You know, men are the big hunters, with their guns being some giant penis they point at what they want. Don't say this doesn't make sense. Women, those of us without a chronic penis envy fixation, don't see what is so special about hunting. We may say it is cruelty to animals, but deep down, we don't want to point artificial penises at animals. Just too close to bestiality for my taste.

And shopping in a mall for me is akin to deer hunting. High powered penis-gun just blowing away an unarmed large mammal. Ebay is more like hunting flying animals – squirrels, ducks, quail and the like. It takes either skill or dumb luck to bring those animals down. Same thing with Ebay purchases.

So the next time my Paypal account is overused because of Ebay, I have got me the blahs. I heard alcoholism cures the blahs, though. Or maybe I am confused. You see, I have trouble focusing.


And listen, I was kidding about bestiality and hunting. I am from Georgia, for gosh sake, where you will see deer fastened to the top of wood-paneled station wagons outside of Wal-Mart when they are in season.

Tuesday, June 02, 2009

Running into Classmates

I got an email from a high school classmate (let's call her Becky), and it really shocked me a bit. We were in a writing club together in high school. She was a very talented writer, and I was in the club because I wanted the extra credit for senior English. We published a literary journal, and Becky's work was all over the place. I imagine she had 1/6 of the pages in the journal. She wrote poetry, short stories, Haiku, all sorts of things.

Because of our last names, we were in the same homeroom throughout high school, and the only time I really got to know anything about her was in that literary club. You know, when you are in homeroom for only 15 minutes at a time, and there is nothing but disseminating information to people throughout the year. Then, senior year we spent two afternoons a month, sometimes more, working on evaluating writing talent. I always thought I was a bit more objective about evaluations. None of my friends submitted to the magazine, and I didn't even submit (until the advisor made me). Many of the pieces were about teenage angst. Some were raw; most tried doing things that they would be ill-advised to try. Talking about love, death, longing, all from the memory of high-schoolers.
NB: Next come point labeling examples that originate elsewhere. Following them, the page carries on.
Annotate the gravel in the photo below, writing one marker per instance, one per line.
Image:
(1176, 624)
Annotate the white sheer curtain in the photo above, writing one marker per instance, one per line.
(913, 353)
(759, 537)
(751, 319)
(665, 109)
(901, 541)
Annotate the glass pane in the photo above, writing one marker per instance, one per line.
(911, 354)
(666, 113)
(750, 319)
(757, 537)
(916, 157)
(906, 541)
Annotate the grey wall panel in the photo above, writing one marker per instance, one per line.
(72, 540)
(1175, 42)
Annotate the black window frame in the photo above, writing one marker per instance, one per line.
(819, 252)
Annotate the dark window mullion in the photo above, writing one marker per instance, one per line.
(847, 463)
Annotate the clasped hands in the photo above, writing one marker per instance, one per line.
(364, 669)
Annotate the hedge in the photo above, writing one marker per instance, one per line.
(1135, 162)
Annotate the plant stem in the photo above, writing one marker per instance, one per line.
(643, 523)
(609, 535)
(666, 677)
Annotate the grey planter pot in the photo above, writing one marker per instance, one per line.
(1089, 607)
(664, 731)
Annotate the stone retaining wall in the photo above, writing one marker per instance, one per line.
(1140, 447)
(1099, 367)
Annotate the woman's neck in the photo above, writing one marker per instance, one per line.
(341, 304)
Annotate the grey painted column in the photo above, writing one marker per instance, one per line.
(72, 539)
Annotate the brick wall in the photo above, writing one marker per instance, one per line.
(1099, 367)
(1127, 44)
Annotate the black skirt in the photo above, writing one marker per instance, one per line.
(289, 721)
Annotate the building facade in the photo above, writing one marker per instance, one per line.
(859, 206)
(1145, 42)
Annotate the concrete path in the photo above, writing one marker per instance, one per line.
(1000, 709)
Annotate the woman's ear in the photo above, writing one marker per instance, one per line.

In reading Becky's email, I was surprised to find that she did not do anything with writing. She has her own small company, and she is an artist. She did not graduate college (she dropped out after a year), though she graduated high school with honors. She has studied, but mostly with small seminars and the like.

I have seen her art, and it is beautiful. It looks like a mixture of impressionism and folk art. Not sure how else to explain it. The thing is, she was considered the most talented writer in my high school, and she does something that has nothing to do with writing. I am sure the biggest tramp while I was in high school put her tramping skills to good use. Why not the writer?

I guess part of the reason I don't try to reconnect with people from my high school is because I don't want the carefully crafted image I have of them to change. I thought I knew these people; sort of like some of these writers thought they knew about love, life, and angst. And I knew in which direction their lives were heading. I just don't want to know that the skillful writer became the artist, the tennis star is selling shoes, the brainiac who breeds dogs. Not that they are not worthwhile professions, but they are not my vision for the future.